Dec. 8 (Bloomberg) -- The following is a roundup of soccer stories from U.K. media, with clickable links to the Web.
Manchester United defender Rio Ferdinand, taken off in the second half of last night’s 1-1 draw with Valencia with a tight hamstring, will be able to play next week against Arsenal, the British Broadcasting Corp. said.
United manager Alex Ferguson said Ferdinand hadn’t torn any muscles and that the club would “have several days now to make sure he is right.”
Pardew the Pick?
Newcastle is likely to hire former West Ham and Charlton manager Alan Pardew after ex-Tottenham coach Martin Jol declined to replace the fired Chris Hughton, who worked for him at Spurs, the Daily Mail said.
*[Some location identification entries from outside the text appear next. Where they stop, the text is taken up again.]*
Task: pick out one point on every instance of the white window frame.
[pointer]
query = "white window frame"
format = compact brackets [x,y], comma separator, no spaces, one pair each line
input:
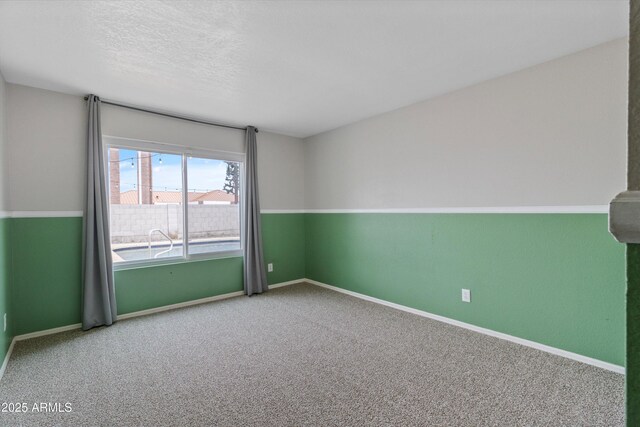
[185,152]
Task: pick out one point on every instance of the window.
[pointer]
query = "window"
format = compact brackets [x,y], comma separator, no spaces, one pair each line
[160,194]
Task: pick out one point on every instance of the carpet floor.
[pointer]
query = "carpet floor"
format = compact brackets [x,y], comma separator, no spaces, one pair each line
[297,356]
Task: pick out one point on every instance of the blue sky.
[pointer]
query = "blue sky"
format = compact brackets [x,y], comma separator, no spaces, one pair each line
[203,174]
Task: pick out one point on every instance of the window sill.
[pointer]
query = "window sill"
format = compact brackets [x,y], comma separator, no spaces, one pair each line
[129,265]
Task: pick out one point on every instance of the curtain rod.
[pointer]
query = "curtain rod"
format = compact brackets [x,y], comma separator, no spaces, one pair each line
[173,116]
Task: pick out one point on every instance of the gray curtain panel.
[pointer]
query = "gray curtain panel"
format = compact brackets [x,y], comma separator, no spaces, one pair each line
[99,299]
[255,275]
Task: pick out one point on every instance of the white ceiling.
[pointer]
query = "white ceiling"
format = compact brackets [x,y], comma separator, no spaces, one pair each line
[292,67]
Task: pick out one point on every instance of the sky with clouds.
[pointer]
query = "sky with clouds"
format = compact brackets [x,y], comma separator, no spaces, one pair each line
[203,174]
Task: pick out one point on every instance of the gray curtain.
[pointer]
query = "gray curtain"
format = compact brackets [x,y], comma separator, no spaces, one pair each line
[99,300]
[255,276]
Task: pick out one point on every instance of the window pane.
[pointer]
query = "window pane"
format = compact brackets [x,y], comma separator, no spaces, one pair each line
[145,194]
[214,208]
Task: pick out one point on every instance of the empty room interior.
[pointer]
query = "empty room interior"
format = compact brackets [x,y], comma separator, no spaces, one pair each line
[286,213]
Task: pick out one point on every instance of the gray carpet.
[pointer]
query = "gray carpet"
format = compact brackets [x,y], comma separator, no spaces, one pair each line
[301,355]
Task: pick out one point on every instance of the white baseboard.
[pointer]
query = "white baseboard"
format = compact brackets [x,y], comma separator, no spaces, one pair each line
[6,358]
[558,352]
[289,283]
[179,305]
[47,332]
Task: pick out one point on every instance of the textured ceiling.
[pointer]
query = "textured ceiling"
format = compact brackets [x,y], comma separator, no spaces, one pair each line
[292,67]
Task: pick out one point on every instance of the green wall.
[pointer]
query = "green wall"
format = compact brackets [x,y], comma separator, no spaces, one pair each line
[633,335]
[556,279]
[5,285]
[47,271]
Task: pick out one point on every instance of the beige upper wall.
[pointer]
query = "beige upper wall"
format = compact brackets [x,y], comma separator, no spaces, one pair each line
[550,135]
[47,138]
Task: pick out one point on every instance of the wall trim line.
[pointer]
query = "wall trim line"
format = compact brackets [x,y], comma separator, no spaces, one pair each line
[476,210]
[45,214]
[273,211]
[538,346]
[456,210]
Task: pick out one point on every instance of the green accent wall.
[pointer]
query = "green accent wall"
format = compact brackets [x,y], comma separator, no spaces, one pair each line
[150,287]
[633,335]
[556,279]
[47,271]
[5,286]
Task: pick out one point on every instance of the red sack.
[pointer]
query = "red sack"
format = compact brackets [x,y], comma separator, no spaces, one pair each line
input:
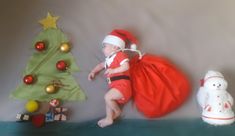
[158,86]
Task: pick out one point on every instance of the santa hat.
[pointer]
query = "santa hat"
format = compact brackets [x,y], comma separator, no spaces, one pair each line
[121,38]
[211,74]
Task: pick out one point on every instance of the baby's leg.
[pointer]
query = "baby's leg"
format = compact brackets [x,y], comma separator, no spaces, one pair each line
[112,108]
[110,99]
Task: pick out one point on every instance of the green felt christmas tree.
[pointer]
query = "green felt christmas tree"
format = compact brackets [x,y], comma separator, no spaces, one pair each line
[48,74]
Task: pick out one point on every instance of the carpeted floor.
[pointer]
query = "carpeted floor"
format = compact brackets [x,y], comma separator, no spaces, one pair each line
[121,128]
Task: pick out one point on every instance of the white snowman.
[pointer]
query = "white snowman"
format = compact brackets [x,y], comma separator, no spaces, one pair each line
[214,99]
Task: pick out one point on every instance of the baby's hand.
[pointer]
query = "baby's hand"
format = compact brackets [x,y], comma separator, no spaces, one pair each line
[91,76]
[109,71]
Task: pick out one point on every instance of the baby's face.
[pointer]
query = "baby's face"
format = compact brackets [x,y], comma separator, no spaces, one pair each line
[108,49]
[216,84]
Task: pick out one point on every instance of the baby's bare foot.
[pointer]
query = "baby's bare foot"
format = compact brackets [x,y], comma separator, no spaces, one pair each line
[105,122]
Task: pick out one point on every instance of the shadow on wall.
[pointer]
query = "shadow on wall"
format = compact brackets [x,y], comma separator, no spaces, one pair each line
[229,75]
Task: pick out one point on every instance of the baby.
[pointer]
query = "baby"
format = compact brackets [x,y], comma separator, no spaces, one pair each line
[117,74]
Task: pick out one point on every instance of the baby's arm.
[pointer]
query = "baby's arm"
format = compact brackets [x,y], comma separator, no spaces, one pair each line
[122,68]
[95,70]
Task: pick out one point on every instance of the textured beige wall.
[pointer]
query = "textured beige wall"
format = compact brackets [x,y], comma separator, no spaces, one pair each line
[197,35]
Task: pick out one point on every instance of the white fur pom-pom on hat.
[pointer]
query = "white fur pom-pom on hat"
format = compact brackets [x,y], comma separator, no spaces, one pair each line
[211,74]
[121,38]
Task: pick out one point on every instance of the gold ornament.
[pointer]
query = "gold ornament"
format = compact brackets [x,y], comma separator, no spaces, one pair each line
[51,89]
[65,47]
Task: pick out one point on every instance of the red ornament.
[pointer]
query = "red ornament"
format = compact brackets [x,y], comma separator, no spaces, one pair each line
[38,120]
[40,46]
[61,65]
[28,79]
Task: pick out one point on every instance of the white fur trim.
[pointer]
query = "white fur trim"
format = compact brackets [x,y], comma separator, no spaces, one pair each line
[114,40]
[125,60]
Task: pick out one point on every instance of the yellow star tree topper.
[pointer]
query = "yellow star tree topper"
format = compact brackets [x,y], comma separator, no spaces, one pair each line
[49,21]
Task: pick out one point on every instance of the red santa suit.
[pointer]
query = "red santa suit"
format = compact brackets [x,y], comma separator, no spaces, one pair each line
[122,85]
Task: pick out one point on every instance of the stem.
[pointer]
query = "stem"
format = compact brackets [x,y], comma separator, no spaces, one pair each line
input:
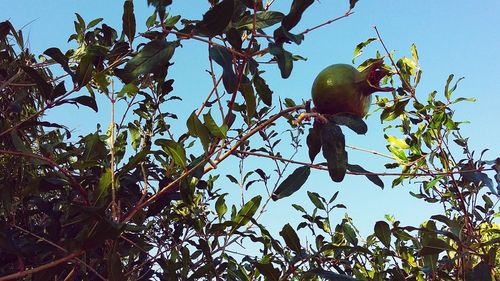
[46,266]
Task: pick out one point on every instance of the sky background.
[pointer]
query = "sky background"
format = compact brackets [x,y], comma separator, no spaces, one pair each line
[459,37]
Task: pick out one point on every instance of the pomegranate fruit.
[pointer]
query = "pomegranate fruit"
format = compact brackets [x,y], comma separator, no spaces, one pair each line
[342,88]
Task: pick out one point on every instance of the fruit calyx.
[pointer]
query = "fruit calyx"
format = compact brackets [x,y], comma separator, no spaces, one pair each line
[371,77]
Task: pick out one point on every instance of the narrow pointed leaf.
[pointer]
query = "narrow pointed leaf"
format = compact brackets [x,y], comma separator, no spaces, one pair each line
[174,149]
[128,20]
[292,183]
[291,238]
[383,232]
[372,177]
[333,145]
[247,212]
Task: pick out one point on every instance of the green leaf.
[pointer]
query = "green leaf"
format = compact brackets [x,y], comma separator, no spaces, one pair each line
[94,22]
[86,101]
[352,3]
[263,90]
[351,121]
[434,246]
[393,112]
[263,20]
[315,199]
[224,58]
[447,90]
[268,271]
[216,20]
[128,89]
[215,130]
[292,183]
[246,90]
[174,149]
[296,10]
[154,56]
[372,177]
[358,51]
[383,233]
[5,28]
[394,141]
[327,275]
[197,129]
[349,234]
[333,145]
[41,82]
[313,141]
[247,211]
[291,238]
[84,70]
[283,58]
[220,206]
[128,20]
[60,58]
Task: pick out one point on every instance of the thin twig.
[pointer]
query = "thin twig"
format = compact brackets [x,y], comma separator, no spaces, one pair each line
[41,268]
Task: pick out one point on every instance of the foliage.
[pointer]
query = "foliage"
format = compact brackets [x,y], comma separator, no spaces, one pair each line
[136,202]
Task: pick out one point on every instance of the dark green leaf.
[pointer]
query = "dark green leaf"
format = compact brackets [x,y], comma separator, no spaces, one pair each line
[215,130]
[224,58]
[314,197]
[383,233]
[87,101]
[128,20]
[333,145]
[5,27]
[197,129]
[351,121]
[314,141]
[291,238]
[154,56]
[247,211]
[296,10]
[393,112]
[41,82]
[60,58]
[352,3]
[246,90]
[216,20]
[328,275]
[349,234]
[263,20]
[263,90]
[292,183]
[268,271]
[174,149]
[94,22]
[359,48]
[283,58]
[372,177]
[220,206]
[84,70]
[434,246]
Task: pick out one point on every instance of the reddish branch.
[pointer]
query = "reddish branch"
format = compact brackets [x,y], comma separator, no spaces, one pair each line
[68,175]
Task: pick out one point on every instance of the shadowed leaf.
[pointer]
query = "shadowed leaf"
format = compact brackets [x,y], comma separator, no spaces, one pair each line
[292,183]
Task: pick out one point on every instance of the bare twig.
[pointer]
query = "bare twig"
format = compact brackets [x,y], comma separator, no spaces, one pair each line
[46,266]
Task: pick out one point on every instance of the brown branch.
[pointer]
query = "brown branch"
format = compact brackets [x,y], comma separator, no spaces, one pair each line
[324,168]
[72,180]
[252,132]
[60,248]
[46,266]
[348,13]
[394,63]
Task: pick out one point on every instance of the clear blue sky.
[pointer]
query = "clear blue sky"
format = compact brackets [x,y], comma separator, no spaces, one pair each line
[459,37]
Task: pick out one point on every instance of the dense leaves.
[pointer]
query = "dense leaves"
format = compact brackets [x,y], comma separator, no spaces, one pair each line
[142,198]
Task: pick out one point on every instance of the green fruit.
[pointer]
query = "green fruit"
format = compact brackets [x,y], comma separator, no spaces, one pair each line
[342,88]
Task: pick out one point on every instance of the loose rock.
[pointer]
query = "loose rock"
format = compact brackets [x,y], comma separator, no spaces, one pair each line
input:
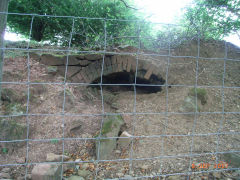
[46,172]
[6,170]
[124,142]
[84,173]
[75,178]
[5,176]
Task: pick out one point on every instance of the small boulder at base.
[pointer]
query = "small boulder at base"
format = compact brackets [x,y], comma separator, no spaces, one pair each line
[46,172]
[124,142]
[75,178]
[51,157]
[111,128]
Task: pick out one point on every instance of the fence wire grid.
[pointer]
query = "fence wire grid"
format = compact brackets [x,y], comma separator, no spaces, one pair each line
[167,55]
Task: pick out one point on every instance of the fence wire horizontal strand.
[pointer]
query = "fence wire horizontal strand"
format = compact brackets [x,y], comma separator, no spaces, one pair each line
[152,136]
[105,52]
[127,159]
[120,53]
[115,114]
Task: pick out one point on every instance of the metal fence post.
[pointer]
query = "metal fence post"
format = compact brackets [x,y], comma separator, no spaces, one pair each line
[3,21]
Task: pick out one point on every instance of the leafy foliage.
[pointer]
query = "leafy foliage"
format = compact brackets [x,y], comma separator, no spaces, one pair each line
[213,18]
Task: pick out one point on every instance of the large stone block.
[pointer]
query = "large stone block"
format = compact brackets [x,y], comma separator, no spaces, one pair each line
[51,60]
[46,172]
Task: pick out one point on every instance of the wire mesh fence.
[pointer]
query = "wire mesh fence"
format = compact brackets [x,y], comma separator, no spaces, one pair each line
[173,131]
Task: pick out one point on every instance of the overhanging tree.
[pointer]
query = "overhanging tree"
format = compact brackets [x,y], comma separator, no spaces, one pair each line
[86,31]
[213,18]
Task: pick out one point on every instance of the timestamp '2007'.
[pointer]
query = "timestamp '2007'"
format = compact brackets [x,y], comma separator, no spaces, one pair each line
[221,165]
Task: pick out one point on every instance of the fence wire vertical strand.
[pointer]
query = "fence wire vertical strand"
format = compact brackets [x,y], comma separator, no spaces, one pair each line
[166,86]
[64,96]
[28,96]
[223,96]
[196,105]
[135,99]
[98,139]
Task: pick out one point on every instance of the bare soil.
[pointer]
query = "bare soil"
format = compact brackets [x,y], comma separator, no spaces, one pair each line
[156,114]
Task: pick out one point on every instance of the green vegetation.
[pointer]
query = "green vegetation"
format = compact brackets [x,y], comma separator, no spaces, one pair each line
[4,150]
[10,129]
[87,32]
[111,122]
[212,18]
[54,141]
[201,94]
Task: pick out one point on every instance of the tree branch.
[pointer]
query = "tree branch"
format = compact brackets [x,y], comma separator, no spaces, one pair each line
[127,6]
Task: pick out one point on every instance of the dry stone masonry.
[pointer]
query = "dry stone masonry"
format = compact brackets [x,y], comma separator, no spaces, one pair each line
[88,68]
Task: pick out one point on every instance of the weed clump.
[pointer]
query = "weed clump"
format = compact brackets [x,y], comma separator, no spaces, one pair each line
[200,93]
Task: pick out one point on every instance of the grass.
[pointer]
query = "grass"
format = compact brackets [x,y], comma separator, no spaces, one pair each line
[54,141]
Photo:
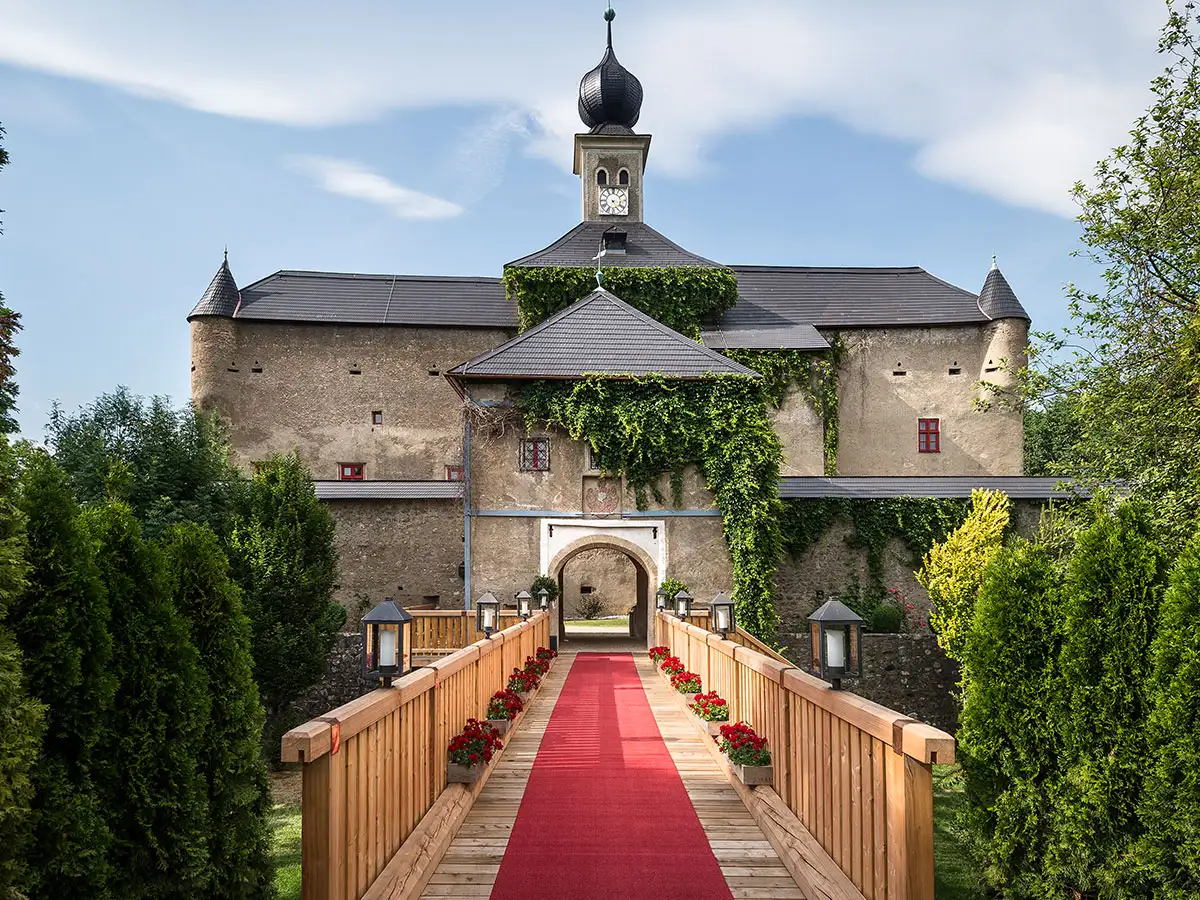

Pardew, 49, may take over tomorrow to prepare for this weekend’s home match with Liverpool, the newspaper said.
The next Newcastle coach will take the job knowing that striker Andy Carroll may be sold by the club, the Independent said.
The 21-year-old is the team’s biggest asset, with a value of about 15 million pounds ($24 million), and had a close relationship with Hughton, the newspaper said.
21 Million-Pound Man
Arsenal may give midfielder Samir Nasri a new five-year 21 million-pound contract extension after the Frenchman became the London club’s leading scorer this season with 11 goals, the Sun said.
Nasri’s contract still has 18 months on it, and the 23-year-old said he’s benefiting from a break in playing after not making France’s World Cup squad, the newspaper said.
Arsenal will also try to sign extensions with defender Gael Clichy and forward Andrey Arshavin, the newspaper said.
Inter Milan manager Rafael Benitez is under pressure to win the FIFA Club World Cup as his club sits in fifth place in Serie A, the Mirror said.
The Spaniard has overseen four league losses, including one to AC Milan, and is getting caught up in internal political conflicts involving President Massimo Moratti, the newspaper said.
Inter will have a bye to the semifinals of the FIFA event, which is being held in Abu Dhabi.
Aston Villa manager Gerard Houllier was criticized by his own fans for acknowledging and applauding the crowd at Liverpool and ignoring Villa’s supporters after his 3-0 loss in his return to Anfield this week, the Sun said.
Houllier, who left Liverpool in 2004, joined Villa less than three months ago, and with the team just two spots out of the relegation zone, supporters are turning on him, the newspaper said.